Les gardes se sont redressés aussitôt.
— « Toutes nos excuses, monsieur Raffaele. On a trouvé cette fille en train d’espionner. »
— « Espionner ? » a-t-il répété, avec un sourire en coin. Il s’est approché, doucement, ses yeux plantés dans les miens.
— « Tu veux apprendre des choses, petite ? Tu veux voir ce que c’est, un vrai homme dans un lit ? »
Je me suis reculée instinctivement, prise d’un haut-le-cœur.

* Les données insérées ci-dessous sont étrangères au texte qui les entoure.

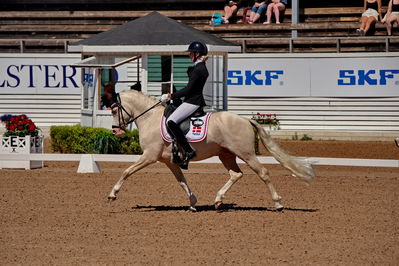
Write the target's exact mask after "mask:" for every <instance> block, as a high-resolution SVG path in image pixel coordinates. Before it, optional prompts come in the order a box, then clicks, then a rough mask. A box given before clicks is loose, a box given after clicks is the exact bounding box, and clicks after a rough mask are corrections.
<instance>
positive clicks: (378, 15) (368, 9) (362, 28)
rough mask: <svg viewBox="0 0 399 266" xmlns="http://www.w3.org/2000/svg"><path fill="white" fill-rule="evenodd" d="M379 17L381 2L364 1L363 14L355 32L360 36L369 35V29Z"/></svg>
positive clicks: (375, 22)
mask: <svg viewBox="0 0 399 266" xmlns="http://www.w3.org/2000/svg"><path fill="white" fill-rule="evenodd" d="M378 18H380V20H382V17H381V0H364V12H363V14H362V17H361V18H360V28H359V29H357V30H356V31H357V32H358V33H359V34H360V35H366V34H367V33H369V30H370V27H371V26H374V25H375V24H376V23H377V21H378Z"/></svg>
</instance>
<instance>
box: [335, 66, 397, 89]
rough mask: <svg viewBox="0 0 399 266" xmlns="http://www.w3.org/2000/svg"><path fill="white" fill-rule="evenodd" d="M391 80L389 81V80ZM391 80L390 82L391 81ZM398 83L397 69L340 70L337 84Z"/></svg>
mask: <svg viewBox="0 0 399 266" xmlns="http://www.w3.org/2000/svg"><path fill="white" fill-rule="evenodd" d="M389 80H391V81H389ZM391 82H392V83H391ZM387 83H390V84H395V85H399V70H397V69H393V70H391V69H381V70H340V71H339V78H338V85H341V86H342V85H387Z"/></svg>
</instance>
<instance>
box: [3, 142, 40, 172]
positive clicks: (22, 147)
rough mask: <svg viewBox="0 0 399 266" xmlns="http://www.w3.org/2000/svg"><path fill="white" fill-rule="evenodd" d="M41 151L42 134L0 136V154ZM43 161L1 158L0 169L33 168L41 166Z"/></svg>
mask: <svg viewBox="0 0 399 266" xmlns="http://www.w3.org/2000/svg"><path fill="white" fill-rule="evenodd" d="M31 153H43V136H37V137H31V136H25V137H18V136H9V137H4V136H0V154H10V155H11V154H31ZM42 167H43V161H30V160H29V159H28V160H26V159H25V160H24V159H21V160H2V161H0V169H2V168H8V169H10V168H11V169H26V170H29V169H34V168H42Z"/></svg>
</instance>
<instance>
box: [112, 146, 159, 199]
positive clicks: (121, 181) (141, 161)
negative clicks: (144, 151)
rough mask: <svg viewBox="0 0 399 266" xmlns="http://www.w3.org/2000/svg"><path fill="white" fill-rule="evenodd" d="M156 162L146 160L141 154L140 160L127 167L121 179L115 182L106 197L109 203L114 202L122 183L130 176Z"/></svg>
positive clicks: (155, 161)
mask: <svg viewBox="0 0 399 266" xmlns="http://www.w3.org/2000/svg"><path fill="white" fill-rule="evenodd" d="M156 161H157V160H152V159H149V158H147V156H145V154H143V155H142V156H141V157H140V159H139V160H138V161H137V162H136V163H134V164H132V165H131V166H130V167H128V168H127V169H126V170H125V171H123V174H122V176H121V178H120V179H119V180H118V182H116V184H115V185H114V187H113V188H112V190H111V193H109V195H108V200H109V201H113V200H116V194H118V192H119V190H120V189H121V187H122V184H123V182H124V181H125V180H126V179H127V178H128V177H129V176H131V175H132V174H134V173H135V172H137V171H138V170H140V169H142V168H144V167H146V166H148V165H150V164H152V163H155V162H156Z"/></svg>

Je voulais parler, mais aucun son ne sortait. J’étais paralysée. Les mains moites. Le souffle court. Mes jambes tremblaient.
— « Assez ! » a lancé le garde à ses côtés. Il s’est mis entre lui et moi.
Raffaele a levé les mains, amusé.
— « Tranquille, je plaisante. Mais faites gaffe à elle… La femme du patron n’a pas le droit de se perdre dans des coins dangereux. »
Il est retourné à l’intérieur en ricanant, puis a claqué la porte.
Je suis restée là, humiliée, terrifiée. Mes yeux piquaient, mais je refusais de pleurer.
— « Retourne dans ta chambre. Immédiatement. » a grogné l’un des gardes.
Je me suis exécutée. Silencieuse. Défaite. Chaque pas était un poids de plus sur mes épaules. Mon corps n’était pas encore souillé… mais ma liberté, elle, l’était déjà.